In my last post I introduced the concept of using white listing in order to review firewall logs. I discussed how this process can both simplify as well as expedite the log review process, by automating much of the up front work. In this post we will look at some actual examples, as well as start creating a firewall log parsing script.
The basics of grep
In order to show you the process of white listing your firewall logs, I am going to use grep. Grep is a standard Linux/UNIX tool, with free versions available for Windows (grab both the Binaries as well as the Dependencies). Grep is certainly not the most efficient tool for the job, but it is by far the simplest to learn. If you are a Perl, PHP, AWK&SED, SQL, etc. guru, by all means stick with your tool of choice. Simply mimic the process I’ve defined here using your appropriate command set.

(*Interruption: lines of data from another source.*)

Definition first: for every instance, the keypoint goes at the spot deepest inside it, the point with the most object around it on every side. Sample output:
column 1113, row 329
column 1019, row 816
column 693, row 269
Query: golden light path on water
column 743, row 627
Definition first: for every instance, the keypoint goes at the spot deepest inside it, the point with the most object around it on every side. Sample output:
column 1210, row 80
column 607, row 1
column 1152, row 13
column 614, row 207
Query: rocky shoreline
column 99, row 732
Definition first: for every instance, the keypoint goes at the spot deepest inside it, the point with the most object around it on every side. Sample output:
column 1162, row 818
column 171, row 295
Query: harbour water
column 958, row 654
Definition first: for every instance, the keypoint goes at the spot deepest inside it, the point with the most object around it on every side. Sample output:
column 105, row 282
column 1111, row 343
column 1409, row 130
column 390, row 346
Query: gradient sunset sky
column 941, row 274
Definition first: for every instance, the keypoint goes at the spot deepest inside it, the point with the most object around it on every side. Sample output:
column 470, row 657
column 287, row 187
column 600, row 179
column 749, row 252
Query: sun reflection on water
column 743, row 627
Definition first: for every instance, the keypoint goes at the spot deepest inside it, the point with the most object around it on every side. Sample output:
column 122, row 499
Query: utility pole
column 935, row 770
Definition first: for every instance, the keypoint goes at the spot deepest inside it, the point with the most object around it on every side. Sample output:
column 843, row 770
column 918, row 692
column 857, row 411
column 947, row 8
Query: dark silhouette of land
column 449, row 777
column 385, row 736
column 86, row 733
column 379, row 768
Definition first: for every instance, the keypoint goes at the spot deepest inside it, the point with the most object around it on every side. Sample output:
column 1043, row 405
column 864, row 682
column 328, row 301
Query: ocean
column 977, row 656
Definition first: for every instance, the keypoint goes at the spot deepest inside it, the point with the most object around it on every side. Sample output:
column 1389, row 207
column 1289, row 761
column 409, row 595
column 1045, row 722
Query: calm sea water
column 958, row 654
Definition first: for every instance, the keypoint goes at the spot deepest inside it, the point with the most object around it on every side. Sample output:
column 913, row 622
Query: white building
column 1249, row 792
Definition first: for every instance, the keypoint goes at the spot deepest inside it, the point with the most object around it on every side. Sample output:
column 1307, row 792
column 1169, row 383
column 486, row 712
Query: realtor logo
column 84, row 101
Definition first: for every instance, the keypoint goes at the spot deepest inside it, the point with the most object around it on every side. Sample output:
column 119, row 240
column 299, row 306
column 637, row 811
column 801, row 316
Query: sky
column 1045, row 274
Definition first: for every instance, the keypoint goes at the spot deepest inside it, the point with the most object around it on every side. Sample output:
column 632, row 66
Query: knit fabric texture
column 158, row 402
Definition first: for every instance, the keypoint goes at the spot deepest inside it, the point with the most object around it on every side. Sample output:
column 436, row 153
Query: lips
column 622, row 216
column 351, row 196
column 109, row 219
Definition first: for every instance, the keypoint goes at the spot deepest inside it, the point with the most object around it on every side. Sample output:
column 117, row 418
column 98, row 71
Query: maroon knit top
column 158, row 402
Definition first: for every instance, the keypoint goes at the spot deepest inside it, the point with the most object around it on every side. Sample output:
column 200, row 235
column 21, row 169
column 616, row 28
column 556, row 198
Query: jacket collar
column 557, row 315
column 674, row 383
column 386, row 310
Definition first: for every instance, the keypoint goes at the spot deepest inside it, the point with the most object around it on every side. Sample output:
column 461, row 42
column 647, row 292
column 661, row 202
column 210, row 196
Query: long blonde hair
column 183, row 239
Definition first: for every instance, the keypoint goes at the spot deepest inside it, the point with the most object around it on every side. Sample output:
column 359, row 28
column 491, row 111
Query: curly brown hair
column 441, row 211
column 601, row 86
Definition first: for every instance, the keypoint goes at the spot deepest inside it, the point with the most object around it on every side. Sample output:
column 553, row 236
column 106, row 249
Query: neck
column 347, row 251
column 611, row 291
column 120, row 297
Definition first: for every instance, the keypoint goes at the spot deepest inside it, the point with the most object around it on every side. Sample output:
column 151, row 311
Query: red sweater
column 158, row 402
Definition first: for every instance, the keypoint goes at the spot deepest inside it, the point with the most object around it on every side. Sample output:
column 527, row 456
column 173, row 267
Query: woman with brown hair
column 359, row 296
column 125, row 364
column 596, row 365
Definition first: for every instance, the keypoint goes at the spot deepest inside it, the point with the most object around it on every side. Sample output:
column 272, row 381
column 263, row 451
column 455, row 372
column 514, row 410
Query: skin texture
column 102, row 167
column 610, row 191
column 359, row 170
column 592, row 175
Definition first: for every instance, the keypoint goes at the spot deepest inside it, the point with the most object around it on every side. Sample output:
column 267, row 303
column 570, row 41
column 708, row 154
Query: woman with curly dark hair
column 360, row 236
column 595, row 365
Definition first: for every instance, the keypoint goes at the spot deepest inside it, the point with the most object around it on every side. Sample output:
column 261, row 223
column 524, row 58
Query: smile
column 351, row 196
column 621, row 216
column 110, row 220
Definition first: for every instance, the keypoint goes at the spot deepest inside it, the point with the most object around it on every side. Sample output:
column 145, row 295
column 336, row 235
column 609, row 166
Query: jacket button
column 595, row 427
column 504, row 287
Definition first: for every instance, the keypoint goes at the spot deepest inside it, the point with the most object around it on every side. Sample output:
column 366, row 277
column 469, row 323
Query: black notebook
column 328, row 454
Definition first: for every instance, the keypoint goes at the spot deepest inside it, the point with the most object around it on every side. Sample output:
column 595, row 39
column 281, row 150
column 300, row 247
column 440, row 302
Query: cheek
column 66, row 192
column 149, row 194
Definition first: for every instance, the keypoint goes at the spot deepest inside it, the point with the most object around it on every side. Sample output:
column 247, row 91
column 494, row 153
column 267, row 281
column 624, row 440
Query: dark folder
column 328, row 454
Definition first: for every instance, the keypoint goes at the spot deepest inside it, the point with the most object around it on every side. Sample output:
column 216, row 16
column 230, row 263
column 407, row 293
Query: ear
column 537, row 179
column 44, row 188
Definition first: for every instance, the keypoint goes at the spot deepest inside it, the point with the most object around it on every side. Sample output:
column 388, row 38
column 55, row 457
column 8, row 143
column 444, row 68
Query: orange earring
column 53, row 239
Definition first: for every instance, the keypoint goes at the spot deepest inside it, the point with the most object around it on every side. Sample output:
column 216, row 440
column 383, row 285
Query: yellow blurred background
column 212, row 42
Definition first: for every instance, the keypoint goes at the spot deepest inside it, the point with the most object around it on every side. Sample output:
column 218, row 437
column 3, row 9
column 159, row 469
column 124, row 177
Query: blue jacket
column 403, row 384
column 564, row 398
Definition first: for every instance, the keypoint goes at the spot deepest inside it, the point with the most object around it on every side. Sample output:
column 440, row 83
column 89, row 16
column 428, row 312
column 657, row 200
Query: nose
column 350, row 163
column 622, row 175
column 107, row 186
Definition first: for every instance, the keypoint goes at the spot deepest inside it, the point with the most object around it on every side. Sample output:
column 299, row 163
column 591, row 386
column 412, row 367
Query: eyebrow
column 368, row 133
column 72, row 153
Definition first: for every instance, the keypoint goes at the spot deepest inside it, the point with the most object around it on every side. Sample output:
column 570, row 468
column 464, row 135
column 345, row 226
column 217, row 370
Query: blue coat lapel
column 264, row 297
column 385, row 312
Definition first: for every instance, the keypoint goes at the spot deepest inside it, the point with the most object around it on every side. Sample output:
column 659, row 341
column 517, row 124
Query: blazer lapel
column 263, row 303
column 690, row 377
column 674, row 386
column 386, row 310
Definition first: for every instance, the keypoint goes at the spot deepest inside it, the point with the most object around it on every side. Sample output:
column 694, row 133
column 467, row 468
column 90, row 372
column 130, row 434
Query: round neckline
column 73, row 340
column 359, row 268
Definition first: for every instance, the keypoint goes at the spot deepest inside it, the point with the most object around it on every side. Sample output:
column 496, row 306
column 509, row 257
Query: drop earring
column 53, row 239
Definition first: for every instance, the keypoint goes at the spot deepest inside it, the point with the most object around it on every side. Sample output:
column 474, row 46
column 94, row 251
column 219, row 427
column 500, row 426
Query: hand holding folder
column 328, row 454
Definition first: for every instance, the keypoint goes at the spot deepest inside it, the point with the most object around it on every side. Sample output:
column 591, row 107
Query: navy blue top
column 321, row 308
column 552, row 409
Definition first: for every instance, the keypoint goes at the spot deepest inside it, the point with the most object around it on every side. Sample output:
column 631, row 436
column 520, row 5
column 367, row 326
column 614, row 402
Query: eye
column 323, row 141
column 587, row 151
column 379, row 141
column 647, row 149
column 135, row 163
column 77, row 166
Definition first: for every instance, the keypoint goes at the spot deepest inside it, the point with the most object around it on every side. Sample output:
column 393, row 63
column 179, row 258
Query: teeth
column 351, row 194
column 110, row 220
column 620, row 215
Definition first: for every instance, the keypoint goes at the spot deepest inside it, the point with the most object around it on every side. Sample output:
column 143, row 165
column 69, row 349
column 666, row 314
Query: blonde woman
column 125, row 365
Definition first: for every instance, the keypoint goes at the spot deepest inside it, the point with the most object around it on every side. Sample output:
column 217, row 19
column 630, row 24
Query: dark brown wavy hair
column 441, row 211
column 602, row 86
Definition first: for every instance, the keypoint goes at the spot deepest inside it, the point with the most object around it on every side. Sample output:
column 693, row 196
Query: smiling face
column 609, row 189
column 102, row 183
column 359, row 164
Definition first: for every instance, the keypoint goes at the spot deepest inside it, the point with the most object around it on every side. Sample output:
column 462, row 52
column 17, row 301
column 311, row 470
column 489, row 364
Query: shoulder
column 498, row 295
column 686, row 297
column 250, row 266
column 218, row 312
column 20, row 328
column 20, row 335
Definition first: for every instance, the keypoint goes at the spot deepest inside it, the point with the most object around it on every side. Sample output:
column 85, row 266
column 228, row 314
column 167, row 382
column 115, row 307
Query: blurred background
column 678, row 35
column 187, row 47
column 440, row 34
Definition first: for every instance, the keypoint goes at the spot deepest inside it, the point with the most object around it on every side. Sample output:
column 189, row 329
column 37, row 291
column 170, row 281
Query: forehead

Grep is a pattern-matching tool. It allows you to search one or more files looking for a specific pattern. When the pattern is found, the entire line is printed out. So for example the command:
grep 192.168.1.10 firewall.log
would produce all lines in the file “firewall.log” that contains the IP address “192.168.1.10”. Grep has a number of supported switches, but the only one we need for firewall log review is the “-v” switch. This switch tells grep to match all lines that DO NOT contain the specified pattern. So for example:
grep –v 192.168.1.10 firewall.log
would only print out lines that do not contain the specified IP address.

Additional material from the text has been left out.